The key to getting this algorithm working effectively is to choose the appropriate hyperparameters. I found that the most important one was choosing which layers should be the "content" layers and which should be "style". The paper suggests to use "conv4_2" as the content layer, and "conv1_1", "conv2_1", "conv3_1", "conv4_1", and "conv5_1" for the style layers. In the same vein as this, the choice of content and style weights were also important as well.

2.3 My Design

I mostly stuck with what Gatys suggested, but made a few adjustments.

  1. I still used the pretrained VGG-19 network, and replaced the MaxPooling layers with AvgPooling layers as suggested.
  2. Instead of using the SSE for the losses, I used the Mean Squared Error instead, as it is an unbiased estimator.
  3. I used the same style layers, but used "conv5_2" for content, as I found that my results were too skewed towards content and not enough to style.
  4. To further encourage style, I chose 0.1 for my content weight, and 1000 for my style weight.
  5. I trained it for 500 iterations.
  6. Instead of initializing my resulting image at some random noise, I initialized it to be the content image. This is because I found that this algorithm was highly susceptible to converging to a local optima with a lot of noise.

2.4 Neckarfront

Here, we can compare the differences between my results on the Neckarfront houses in Germany versus the results obtained by Gatys. You can see the effect of content initialization compared to Gatys' random noise: the houses are more visible as opposed to more intense style transfer. This is especially prevalent in expressionist paintings such as Kandinsky's.

Style Style Image Gatys Me
Starry Night by Vincent Van Gogh
Femme Nue Assise by Pablo Picasso, 1910
Composition VII by Wassily Kandinsky, 1913
Der Schrei by Edvard Munch, 1893

2.5 Fun Results

Here are more examples of style transfer. I had a lot of fun doing these!

Style Style Image Transferred
Starry Night by Vincent Van Gogh
Untitled by Jean-Michel Basquiat, 1982
Girl Before a Mirror by Pablo Picasso, 1932
Piet Mondrian

2.6 Failure Case

Someone requested for me to do a picture of him in the style of his favorite comic, Astérix le Gaulois. It worked alright, but it did show the pitfalls of the style transfer; instead of really transferring the "style" in general of the artist, it's transferring the explicit style of the image we provide. As you can see, in the style photo, the beach is adjacent to the water, so when it transferred, it saw the ground as analagous to the beach and thus tried to paint the sky as the water instead.

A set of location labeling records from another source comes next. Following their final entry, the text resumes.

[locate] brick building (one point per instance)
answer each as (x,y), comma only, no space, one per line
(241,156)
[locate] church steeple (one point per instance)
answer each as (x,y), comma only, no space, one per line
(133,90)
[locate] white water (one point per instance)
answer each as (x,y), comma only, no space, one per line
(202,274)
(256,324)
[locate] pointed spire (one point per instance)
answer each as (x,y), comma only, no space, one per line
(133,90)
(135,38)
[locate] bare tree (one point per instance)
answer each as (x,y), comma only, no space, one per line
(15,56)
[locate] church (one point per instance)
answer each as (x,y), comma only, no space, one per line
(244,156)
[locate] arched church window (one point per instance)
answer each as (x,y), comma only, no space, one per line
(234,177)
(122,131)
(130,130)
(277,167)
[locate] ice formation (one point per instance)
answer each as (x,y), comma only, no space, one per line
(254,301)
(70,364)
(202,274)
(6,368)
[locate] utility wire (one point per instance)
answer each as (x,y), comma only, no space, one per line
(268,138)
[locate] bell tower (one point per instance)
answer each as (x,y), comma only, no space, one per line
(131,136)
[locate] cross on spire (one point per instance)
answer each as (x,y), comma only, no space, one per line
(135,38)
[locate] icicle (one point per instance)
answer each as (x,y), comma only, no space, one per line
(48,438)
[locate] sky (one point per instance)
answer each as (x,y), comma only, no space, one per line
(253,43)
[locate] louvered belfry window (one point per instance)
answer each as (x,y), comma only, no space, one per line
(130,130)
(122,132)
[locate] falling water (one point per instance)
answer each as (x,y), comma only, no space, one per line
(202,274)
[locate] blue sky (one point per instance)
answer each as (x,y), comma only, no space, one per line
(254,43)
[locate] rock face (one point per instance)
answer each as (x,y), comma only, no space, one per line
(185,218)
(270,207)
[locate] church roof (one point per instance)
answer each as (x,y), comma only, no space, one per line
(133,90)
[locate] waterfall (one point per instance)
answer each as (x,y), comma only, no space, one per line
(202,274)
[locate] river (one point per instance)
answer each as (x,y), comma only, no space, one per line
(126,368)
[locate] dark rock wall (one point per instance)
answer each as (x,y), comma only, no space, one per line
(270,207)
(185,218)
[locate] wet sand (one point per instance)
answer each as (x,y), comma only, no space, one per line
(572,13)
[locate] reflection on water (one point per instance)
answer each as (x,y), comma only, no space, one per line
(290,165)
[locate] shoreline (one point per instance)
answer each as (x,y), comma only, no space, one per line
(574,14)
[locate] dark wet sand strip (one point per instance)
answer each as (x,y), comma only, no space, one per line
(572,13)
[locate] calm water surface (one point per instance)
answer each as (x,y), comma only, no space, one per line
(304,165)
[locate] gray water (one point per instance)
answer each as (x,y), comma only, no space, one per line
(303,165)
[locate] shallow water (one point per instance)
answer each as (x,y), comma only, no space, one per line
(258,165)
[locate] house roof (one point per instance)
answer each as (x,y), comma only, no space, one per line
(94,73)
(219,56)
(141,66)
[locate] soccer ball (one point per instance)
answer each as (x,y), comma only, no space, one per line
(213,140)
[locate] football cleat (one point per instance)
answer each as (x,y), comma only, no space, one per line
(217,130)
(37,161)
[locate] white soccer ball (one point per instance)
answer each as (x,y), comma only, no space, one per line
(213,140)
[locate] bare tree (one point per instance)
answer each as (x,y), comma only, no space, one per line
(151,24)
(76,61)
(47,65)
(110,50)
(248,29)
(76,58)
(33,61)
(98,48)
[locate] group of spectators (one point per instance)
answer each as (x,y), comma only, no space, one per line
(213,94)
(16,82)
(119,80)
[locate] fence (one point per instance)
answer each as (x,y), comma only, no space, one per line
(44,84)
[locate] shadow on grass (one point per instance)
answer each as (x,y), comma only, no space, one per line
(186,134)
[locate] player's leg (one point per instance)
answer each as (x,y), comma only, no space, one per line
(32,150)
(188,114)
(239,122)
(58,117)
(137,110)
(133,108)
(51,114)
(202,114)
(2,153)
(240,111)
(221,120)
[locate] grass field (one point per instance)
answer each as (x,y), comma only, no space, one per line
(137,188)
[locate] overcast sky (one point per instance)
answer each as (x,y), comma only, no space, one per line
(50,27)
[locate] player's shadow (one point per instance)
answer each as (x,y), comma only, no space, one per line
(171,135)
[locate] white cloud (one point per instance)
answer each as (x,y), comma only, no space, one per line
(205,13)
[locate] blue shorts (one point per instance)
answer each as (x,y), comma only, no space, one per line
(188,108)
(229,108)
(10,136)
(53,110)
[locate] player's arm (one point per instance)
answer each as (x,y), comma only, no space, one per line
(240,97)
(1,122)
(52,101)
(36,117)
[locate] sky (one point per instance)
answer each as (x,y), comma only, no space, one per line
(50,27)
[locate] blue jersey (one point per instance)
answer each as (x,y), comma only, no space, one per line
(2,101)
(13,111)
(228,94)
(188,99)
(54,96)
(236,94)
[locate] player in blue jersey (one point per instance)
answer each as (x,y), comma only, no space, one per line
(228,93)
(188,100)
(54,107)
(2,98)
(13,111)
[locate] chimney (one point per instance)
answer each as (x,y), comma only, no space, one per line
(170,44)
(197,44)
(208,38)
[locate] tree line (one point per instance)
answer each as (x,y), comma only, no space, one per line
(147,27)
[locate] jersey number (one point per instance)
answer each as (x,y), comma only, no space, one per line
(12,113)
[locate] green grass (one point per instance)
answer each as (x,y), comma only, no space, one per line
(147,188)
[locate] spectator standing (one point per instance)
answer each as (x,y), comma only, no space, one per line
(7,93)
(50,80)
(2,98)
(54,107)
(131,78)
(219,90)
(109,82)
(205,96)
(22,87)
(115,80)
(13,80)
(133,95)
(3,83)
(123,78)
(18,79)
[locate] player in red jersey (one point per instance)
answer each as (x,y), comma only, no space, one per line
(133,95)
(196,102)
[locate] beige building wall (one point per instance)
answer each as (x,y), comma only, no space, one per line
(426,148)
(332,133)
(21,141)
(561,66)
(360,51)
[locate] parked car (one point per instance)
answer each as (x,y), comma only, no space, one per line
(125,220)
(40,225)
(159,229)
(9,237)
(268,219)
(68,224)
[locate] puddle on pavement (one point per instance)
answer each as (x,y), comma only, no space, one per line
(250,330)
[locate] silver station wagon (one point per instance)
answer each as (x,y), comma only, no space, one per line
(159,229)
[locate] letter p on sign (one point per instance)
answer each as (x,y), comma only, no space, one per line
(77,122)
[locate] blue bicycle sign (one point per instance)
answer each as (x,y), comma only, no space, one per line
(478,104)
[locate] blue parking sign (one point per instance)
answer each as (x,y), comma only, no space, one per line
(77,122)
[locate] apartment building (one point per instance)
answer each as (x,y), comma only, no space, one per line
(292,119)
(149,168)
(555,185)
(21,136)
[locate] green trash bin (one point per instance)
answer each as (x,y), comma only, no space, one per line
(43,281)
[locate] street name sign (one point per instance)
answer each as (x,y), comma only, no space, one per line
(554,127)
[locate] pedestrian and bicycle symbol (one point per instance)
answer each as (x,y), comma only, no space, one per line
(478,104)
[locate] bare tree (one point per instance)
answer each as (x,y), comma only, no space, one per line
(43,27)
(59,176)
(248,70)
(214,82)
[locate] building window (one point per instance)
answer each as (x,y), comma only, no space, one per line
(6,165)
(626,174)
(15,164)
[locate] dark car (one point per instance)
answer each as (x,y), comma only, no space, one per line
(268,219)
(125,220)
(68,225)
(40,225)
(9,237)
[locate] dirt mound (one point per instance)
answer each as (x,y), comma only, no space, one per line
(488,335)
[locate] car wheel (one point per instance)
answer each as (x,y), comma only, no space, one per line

Style Content Image Style Image Transferred
Astérix le Gaulois by Albert Uderzo, 1961

Conclusion

Overall, this was a very rewarding final project. I started early, which gave me plenty of time to implement the basic functionality, speed it up, and try some of the bells and whistles. This really came handy when it came to tuning the Neural Style Transfer, which was nice. I was very impressed by the results of both: they are actually very straightforward ideas that don't use fancy tricks, and get very cool results. This was one of the few times in my Berkeley career where I felt proud to show off what I had made!